In Schedule VI, there is no reference to S. 205 and S. 350 or Schedule XIV to
the 1956 Act. The appellant referred to Note 3(iv) of Part II (Requirements as
to profit and loss account) of Schedule VI to the 1956 Act which reads as
under : “(iv) The amount provided for depreciation, renewals or diminution in
value of fixed assets. If such provision is not made by means of a depreciation
charge, the method adopted for making such provision. If no provision is made
for depreciation, the fact that no provision has been made shall be stated and
the quantum of arrears of depreciation computed in accordance with S. 205(2) of
the Act shall be disclosed by way of a note”. It was submitted that this made it
clear that Schedule VI to the 1956 Act does not create any obligation on a
company to provide for any depreciation much less provides for depreciation as
per Schedule XIV to the Act. It was also submitted by the appellant that it is a
long-standing accepted position by the Company Law Department that the rates of
depreciation prescribed in Schedule XIV are the minimum rates (See : Circular
No. 2 of 1989, dated Mach 7, 1989). Paragraph (3) of the said Circular reads as
under :

“(3) Can higher rates of depreciation be charged ?

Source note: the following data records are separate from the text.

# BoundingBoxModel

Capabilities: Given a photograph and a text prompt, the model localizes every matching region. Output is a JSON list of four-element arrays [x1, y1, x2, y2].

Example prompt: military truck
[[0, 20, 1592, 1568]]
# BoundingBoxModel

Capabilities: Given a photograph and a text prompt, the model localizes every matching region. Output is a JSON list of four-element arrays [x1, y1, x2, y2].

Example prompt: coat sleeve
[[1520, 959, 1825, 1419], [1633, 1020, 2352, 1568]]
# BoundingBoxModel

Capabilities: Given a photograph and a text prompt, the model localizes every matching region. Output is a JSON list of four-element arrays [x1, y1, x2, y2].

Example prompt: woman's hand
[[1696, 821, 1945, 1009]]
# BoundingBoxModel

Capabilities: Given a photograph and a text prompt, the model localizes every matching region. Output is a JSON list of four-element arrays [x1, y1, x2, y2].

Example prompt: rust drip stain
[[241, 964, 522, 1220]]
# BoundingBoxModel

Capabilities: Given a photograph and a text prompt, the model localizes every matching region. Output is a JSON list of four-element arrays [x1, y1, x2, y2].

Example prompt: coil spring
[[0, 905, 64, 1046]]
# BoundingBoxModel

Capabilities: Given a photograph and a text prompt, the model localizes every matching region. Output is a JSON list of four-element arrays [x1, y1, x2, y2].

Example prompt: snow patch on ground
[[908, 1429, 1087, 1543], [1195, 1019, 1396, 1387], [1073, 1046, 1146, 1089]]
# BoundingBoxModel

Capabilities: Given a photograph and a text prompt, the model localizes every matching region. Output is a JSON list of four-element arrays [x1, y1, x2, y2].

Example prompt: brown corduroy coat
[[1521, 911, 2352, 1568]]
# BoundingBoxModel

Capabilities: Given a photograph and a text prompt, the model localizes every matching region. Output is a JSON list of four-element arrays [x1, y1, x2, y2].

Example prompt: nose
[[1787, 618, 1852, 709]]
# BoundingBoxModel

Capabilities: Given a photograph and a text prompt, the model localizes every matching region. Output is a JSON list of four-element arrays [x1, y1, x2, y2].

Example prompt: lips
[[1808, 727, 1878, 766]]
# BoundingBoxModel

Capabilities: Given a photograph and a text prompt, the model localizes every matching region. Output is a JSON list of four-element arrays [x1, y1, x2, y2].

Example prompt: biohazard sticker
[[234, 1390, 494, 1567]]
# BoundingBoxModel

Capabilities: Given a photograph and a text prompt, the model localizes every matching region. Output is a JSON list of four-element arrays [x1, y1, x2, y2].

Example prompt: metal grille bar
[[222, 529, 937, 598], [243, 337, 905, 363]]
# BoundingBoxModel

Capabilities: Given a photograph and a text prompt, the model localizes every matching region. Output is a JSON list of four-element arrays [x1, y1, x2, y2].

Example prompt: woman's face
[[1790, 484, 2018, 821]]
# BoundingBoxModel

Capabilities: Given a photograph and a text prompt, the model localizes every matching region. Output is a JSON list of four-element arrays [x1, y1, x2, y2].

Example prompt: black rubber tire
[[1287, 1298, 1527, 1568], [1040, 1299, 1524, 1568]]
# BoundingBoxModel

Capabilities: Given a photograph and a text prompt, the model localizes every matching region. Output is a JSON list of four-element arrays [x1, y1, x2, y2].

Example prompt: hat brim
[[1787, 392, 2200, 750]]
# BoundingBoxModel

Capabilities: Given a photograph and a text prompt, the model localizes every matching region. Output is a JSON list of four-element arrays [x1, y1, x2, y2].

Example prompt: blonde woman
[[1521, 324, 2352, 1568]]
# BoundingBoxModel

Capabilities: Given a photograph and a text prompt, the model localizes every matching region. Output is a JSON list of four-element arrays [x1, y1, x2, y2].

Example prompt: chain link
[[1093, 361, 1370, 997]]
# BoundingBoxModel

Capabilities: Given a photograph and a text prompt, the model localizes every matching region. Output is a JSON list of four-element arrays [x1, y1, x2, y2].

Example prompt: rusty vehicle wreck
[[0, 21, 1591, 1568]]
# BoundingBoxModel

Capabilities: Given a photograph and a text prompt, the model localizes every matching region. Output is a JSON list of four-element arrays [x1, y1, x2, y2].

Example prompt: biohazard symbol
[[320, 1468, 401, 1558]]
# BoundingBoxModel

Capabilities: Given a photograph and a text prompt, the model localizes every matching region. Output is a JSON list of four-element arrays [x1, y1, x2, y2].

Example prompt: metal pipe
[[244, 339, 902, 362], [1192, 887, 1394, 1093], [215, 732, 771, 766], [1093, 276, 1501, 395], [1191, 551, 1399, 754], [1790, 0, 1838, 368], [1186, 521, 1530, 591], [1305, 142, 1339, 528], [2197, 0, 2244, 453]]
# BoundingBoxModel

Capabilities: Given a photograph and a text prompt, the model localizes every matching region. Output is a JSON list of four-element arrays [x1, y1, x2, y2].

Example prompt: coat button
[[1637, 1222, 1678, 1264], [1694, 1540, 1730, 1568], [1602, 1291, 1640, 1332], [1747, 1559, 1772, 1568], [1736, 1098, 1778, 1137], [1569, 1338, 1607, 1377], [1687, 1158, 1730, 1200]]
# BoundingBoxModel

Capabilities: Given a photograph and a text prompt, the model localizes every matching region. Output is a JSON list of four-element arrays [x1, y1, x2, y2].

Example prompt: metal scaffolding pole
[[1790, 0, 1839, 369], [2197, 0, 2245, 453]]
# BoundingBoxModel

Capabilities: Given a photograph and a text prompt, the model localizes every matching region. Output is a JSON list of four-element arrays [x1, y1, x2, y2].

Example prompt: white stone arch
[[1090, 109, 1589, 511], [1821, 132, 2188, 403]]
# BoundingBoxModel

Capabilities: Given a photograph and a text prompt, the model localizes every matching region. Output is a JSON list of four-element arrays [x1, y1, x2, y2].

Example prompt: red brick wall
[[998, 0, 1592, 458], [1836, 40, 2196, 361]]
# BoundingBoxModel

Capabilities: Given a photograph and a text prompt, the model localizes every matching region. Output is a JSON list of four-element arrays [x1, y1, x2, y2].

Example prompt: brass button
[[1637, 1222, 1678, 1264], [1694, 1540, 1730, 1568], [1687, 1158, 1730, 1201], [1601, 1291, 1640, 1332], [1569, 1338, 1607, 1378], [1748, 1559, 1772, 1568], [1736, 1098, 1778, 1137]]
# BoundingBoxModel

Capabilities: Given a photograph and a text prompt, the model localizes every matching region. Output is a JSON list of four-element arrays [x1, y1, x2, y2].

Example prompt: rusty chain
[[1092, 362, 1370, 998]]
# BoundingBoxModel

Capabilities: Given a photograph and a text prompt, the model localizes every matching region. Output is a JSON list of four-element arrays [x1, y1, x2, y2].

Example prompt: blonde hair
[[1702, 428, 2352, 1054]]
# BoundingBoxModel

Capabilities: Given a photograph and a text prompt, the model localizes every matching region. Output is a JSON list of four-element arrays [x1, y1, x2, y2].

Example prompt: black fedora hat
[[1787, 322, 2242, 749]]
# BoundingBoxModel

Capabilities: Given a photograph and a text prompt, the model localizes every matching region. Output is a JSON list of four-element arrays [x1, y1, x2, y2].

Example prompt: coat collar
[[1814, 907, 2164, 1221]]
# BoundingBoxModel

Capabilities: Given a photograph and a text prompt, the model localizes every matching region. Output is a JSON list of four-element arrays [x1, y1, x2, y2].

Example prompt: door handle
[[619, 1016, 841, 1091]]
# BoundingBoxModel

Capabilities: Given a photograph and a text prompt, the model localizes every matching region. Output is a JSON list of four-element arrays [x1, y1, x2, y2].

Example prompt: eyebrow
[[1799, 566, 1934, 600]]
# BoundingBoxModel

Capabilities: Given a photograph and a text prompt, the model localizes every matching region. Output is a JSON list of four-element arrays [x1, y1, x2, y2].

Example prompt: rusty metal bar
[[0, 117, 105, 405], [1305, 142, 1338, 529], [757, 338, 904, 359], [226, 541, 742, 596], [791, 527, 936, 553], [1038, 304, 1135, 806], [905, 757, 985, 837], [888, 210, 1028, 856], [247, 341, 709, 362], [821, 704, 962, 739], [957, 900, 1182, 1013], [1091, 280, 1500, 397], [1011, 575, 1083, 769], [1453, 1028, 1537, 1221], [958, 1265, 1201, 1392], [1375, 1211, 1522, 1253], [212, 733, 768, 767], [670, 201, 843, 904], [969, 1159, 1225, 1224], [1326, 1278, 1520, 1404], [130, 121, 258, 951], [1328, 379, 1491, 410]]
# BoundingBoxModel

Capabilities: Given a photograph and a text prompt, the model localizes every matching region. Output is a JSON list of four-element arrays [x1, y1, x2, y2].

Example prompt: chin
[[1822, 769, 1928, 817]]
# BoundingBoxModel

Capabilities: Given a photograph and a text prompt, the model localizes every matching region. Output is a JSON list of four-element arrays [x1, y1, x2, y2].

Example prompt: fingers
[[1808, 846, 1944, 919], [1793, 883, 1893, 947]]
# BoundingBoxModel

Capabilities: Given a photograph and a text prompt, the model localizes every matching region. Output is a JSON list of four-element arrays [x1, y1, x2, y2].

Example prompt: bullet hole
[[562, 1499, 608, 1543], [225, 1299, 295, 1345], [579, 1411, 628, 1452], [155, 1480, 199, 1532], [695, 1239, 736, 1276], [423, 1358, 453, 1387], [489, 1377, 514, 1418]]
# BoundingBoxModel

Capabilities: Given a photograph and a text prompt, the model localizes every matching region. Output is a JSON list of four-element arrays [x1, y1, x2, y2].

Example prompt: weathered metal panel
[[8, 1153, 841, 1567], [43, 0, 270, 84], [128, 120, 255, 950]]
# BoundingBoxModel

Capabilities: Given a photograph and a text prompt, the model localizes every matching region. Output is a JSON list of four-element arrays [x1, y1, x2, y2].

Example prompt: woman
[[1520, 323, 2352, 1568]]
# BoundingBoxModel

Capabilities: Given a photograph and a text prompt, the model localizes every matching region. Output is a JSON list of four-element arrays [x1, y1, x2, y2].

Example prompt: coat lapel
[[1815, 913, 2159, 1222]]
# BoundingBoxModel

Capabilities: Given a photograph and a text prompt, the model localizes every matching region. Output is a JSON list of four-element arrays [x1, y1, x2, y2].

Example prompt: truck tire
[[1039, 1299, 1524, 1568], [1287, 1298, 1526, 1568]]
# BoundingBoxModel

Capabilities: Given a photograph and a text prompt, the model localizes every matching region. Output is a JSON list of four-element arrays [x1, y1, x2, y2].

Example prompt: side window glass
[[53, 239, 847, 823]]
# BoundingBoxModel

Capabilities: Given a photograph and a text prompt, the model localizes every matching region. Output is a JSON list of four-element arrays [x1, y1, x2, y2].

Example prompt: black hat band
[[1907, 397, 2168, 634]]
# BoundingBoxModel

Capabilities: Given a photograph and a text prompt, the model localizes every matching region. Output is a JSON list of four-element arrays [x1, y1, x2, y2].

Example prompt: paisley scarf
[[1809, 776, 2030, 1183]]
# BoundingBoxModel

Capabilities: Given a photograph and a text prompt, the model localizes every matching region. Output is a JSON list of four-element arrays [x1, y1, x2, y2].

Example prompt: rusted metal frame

It is stated that Schedule XIV clearly states that a
company should disclose depreciation rates if they are different from the
principal rates specified in the Schedule. On this basis, it is suggested that
a company can charge depreciation at rates which are lower or higher than
those specified in Schedule XIV. It may be clarified that the rates as
contained in the Schedule XIV should be viewed as the minimum rates and,
therefore, a company shall not be permitted to charge depreciation at rates
lower than those specified in the Schedule in relation to assets purchased
after the date of applicability of the Schedule.”

 


Moreover, Note 5 of Schedule XIV contemplates that rate may
be different from the rates specified in the said Schedule. This note reads as :

“5. The following information should also be disclosed in
the accounts :

(i) depreciation methods used; and

(ii) depreciation rates or the useful lives of the
assets, if they are different from the principal rates specified in the
Schedule.”

 



It was submitted by the learned counsel on behalf of the
appellant that this case was squarely covered by a three-Judge Bench decision of
this Court in Apollo Tyres Ltd. v. CIT, (2002) 9 SCC 1. Referring to
Explanation (ha)(iv) to S. 115J, the Revenue submitted that before the High
Court, it was argued by counsel for the Revenue that S. 205 of the Companies
Act, 1956 has been legislatively incorporated into the Income-tax Act for the
purposes of S. 115J and since this is a legislation by incorporation, the said
provision of the Companies Act, 1956, has to be applied as indicated by that
provision in the Companies Act. It was also pointed out that in S. 205 of the
Companies Act, it has been provided that for the purposes of calculating
depreciation u/s.205(1), the same could be provided to the extent specified
u/s.350 of the Companies Act. A reference to S. 350 of the Companies Act would
show that the amount of depreciation to be deducted shall be the amount,
calculated with reference to the written-down value of the assets, as shown by
the books of the company at the end of the financial year expiring at the
commencement of the Act or immediately thereafter and at the end of each
subsequent financial year and the rates specified in Schedule XIV to the
Companies Act. Therefore, according to the Revenue, the calculation of
depreciation in terms of the Companies Act and Schedule XIV thereof becomes a
must, while assessing an assessee u/s.115J of the Income-tax Act.

The Supreme Court allowing the appeal of the appellant, held
that the controversy involved in this case was no longer res integra. Its
three-judge Bench in Apollo Types (supra) had clearly interpreted S. 115J
of the Act and there was no scope for any further discussion.